Some years ago Amtrak began studying opportunities to improve transportation on the East Coast by offering a high-speed train service between Boston, New York, and Washington, D.C. By the time Amtrak invited IDEO to participate in what would become the Acela project, the focus had narrowed to the trains themselves and, in fact, to the design of the seats. After spending countless days riding trains with customers, the team created a simple customer journey that described the entire travel process. The journey, for most customers, had ten steps, which included getting to the station, finding parking, buying tickets, locating the platform, and so on. The insight that proved most striking was that passengers did not take their seats on the train until stage eight—most of the experience of train travel, in other words, did not involve the train at all. The team reasoned that every one of the prior steps was an opportunity to create a positive interaction, opportunities that would have been overlooked if they had focused only on the design of the seats. Admittedly, this approach made the project far more complex, but that is typical in the move from design to design thinking. It may not be easy to reconcile the many interests that come into play in getting from Washington to New York, but Amtrak managed to do so and has created a mo
re complete and satisfying experience for its customers. Despite its numerous and well-publicized problems with tracks, brake systems, and wheel sets, Acela has proved to be a popular service. The customer journey was the first prototype in that process.
acting out
If playing with Legos is a child’s way of “learning with your hands” and foam core and computer-driven milling machines are the equivalent for grown-up product designers, what does it look like for service innovation—the experience a person may have at a bank, a clinic, or the Department of Motor Vehicles? Our most reliable consultants, here as with so many other products, are kids. As soon as two or three children get together, they start to role-play: they become doctors and nurses, pirates, aliens, or Disney characters. Without prompting, they begin to perform lengthy enactments full of complex plots and subplots. Research suggests that this form of play is not only fun but also helps establish internal scripts by which we navigate as adults.

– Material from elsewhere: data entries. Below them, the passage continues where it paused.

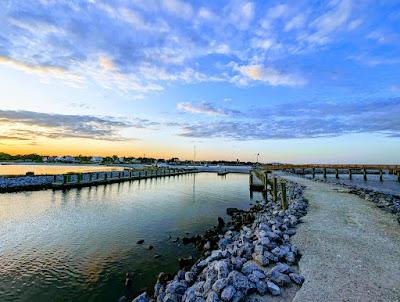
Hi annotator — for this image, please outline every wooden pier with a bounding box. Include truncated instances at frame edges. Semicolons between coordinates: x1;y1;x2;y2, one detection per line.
263;164;400;182
51;169;197;189
249;170;288;210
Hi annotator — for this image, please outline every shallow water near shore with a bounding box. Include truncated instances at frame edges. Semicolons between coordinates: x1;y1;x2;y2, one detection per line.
0;173;261;301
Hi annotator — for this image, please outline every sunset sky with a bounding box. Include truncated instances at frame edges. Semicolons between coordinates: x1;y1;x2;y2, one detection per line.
0;0;400;163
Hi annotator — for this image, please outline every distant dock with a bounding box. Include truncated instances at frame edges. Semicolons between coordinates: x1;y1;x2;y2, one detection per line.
0;169;198;193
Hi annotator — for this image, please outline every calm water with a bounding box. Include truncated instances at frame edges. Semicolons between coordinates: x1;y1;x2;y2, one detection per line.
0;164;123;175
0;173;261;301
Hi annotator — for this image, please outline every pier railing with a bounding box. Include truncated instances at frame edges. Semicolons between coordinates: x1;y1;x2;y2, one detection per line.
52;169;196;189
263;164;400;182
249;169;288;210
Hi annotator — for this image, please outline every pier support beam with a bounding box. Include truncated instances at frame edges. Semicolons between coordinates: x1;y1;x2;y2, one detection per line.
281;181;287;210
264;171;268;192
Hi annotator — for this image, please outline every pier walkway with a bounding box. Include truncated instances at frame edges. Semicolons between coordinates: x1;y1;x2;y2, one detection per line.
285;176;400;302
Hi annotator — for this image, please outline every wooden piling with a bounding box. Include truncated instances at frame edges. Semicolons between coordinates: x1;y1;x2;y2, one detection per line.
281;181;287;211
264;171;268;191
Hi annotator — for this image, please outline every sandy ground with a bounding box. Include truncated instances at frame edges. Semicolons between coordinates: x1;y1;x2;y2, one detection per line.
282;176;400;301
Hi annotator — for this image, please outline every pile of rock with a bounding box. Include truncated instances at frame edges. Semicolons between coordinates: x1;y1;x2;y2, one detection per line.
133;183;307;302
0;175;54;190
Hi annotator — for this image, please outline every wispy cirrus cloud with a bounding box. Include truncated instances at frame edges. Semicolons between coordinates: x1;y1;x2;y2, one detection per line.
234;64;307;86
176;102;238;116
180;98;400;140
0;110;158;141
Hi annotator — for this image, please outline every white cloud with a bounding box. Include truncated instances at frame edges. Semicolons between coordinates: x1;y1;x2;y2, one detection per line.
234;64;307;86
163;0;193;19
284;14;306;31
229;1;255;30
176;102;228;116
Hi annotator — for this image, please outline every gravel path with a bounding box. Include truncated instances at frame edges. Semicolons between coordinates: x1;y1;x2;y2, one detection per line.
287;176;400;302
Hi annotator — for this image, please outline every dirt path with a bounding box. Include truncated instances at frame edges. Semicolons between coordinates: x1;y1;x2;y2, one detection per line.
287;176;400;302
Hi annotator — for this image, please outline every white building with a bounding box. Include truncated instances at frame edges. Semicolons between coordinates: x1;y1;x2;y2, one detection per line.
90;156;103;163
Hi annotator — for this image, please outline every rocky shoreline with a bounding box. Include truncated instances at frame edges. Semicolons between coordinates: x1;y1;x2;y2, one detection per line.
126;181;308;302
307;178;400;224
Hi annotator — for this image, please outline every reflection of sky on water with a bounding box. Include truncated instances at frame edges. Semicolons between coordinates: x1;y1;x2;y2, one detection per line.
0;173;260;301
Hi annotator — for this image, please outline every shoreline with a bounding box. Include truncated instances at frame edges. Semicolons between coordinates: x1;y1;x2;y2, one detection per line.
296;173;400;224
126;181;307;302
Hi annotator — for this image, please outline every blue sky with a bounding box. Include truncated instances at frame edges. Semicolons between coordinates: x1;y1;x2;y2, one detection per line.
0;0;400;163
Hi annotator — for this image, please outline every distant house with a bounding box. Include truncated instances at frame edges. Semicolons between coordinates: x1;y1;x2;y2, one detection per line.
55;156;75;163
90;156;103;164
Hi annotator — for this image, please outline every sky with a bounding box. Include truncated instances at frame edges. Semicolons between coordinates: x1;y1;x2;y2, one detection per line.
0;0;400;164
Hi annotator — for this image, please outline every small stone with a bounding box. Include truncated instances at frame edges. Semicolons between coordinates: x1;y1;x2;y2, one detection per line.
228;271;249;292
212;278;228;294
242;261;262;275
267;281;281;296
221;285;236;302
289;273;304;285
270;271;290;286
256;281;268;295
185;272;196;283
206;291;220;302
132;293;149;302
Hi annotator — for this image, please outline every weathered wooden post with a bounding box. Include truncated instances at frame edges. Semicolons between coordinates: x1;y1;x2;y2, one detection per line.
272;177;278;202
264;171;268;191
281;181;287;211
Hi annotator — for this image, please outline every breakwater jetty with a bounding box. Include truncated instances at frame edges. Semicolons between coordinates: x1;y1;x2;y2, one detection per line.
0;169;197;193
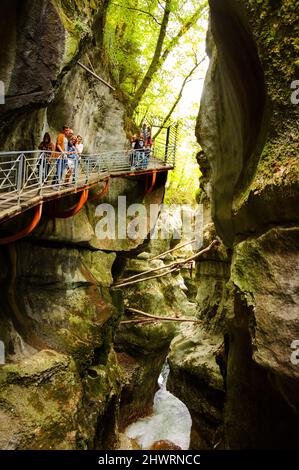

TownePlace Suites, an extended-stay hotel brand owned by Marriott, serves business travelers, such as consultants with long-term contracts, who may be required to be away from home for more than just a few nights and want to feel more at home than is usually the case in hotels. They are likely to work in their rooms more regularly, they stay over on weekends, and they may spend time on their own exploring the neighborhood. Marriott wanted to rethink the highly specific experience of these travelers.